If I where you, I would write a class that either used a private vector to store the items in or implement a hashtable in the class yourself. When any item is to be inserted into the set, check to see if it is in the hash table and optionally replace the item in there if such an item is in it. Then find the old item in the hash table, update the list to point to the new element and you are done.
To insert a new element you do the same, except you have to use a new element in the list - you can't reuse the old ones.
To delete an item, you reorder the list to point around it, and free the list element.
Note that it should be possible for you to get the part of the linked list where the element you are interested in is directly from the element so that you don't have to walk the chain each time you have to move or change an element.

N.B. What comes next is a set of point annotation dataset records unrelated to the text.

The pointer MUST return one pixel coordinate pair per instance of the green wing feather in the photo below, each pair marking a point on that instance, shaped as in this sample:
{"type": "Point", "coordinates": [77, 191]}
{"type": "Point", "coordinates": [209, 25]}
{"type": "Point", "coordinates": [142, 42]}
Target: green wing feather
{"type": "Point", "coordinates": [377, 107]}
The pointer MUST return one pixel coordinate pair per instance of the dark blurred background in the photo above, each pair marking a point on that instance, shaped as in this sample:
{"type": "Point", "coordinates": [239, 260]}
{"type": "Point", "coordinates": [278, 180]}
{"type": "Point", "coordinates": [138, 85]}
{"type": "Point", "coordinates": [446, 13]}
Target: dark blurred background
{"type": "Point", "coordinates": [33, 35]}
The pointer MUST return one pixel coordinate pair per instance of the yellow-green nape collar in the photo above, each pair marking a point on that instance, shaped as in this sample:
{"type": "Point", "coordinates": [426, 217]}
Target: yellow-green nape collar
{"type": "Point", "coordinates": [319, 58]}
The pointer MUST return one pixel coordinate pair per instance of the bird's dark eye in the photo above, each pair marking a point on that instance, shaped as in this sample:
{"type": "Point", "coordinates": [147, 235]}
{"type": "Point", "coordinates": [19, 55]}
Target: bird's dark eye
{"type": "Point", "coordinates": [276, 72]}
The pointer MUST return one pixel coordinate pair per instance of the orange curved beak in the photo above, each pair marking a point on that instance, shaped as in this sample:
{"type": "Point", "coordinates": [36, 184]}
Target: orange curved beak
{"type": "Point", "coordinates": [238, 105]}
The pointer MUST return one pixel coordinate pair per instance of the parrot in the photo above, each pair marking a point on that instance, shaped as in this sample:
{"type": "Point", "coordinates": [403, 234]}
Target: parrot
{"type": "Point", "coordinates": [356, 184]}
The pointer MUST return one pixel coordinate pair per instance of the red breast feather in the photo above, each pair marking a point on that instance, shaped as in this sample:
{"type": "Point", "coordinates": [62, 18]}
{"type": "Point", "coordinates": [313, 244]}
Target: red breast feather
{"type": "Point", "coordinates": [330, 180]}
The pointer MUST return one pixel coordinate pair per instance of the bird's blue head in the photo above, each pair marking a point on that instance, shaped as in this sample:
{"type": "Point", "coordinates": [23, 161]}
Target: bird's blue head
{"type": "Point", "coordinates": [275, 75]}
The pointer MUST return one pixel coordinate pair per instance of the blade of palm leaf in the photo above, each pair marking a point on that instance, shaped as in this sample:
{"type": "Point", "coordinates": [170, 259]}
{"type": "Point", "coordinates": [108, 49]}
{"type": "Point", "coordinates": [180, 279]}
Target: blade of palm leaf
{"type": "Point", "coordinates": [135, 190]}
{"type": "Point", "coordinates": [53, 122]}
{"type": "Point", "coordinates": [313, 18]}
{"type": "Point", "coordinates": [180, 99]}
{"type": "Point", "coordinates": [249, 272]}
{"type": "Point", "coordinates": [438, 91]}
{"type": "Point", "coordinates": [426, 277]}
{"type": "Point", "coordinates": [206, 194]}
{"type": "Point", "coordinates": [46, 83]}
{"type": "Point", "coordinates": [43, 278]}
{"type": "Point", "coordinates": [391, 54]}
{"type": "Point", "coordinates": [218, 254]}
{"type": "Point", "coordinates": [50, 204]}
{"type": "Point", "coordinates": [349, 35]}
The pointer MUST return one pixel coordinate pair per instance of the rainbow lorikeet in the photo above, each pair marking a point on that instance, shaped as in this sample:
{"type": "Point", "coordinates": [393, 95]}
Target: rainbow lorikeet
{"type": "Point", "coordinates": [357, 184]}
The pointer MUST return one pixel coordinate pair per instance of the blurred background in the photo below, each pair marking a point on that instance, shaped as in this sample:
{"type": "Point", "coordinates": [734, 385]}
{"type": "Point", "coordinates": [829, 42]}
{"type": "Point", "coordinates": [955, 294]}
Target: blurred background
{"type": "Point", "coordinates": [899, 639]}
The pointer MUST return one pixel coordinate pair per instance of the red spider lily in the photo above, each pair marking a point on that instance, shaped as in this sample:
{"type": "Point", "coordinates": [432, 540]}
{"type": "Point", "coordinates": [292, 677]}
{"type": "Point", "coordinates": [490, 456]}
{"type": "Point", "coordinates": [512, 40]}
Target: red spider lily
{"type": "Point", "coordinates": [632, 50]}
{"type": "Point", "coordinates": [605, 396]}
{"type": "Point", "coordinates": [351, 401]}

If you anticipate having a lot of these items changed during the program run, you might want to keep a list of the list items, such that you can merely take the head of this list, rather than allocating memory each time you have to add a new element.
You might want to look at the dancing links algorithm.
I'd just use two data structures, one for order and one for identity. (One could point into the other if you store values, depending on which operation you want the fastest)
Sounds like a job for an OrderedDictionary.
Duplicate verification that's fast seems to be the critical part here. I'd use some type of a map/dictionary maybe, and keep track of the insertion order yourself as the actual data. So the key is the "data" you're shoving in (which is then hashed, and you don't allow duplicate keys), and put in the current size of the map as the "data". Of course this only works if you don't have any deletions. If you need that, just have an external variable you increment on every insertion, and the relative order will tell you when things were inserted.
Not necessarily pretty, but not that hard to implement either.
Assuming that you're talking ANSI C++ here, I'd either write my own or use composition and delegation to wrap a map for data storage and a vector of the keys for order of insertion. Depending on the characteristics of the data, you might be able to use the insertion index as your map key and avoid using the vector.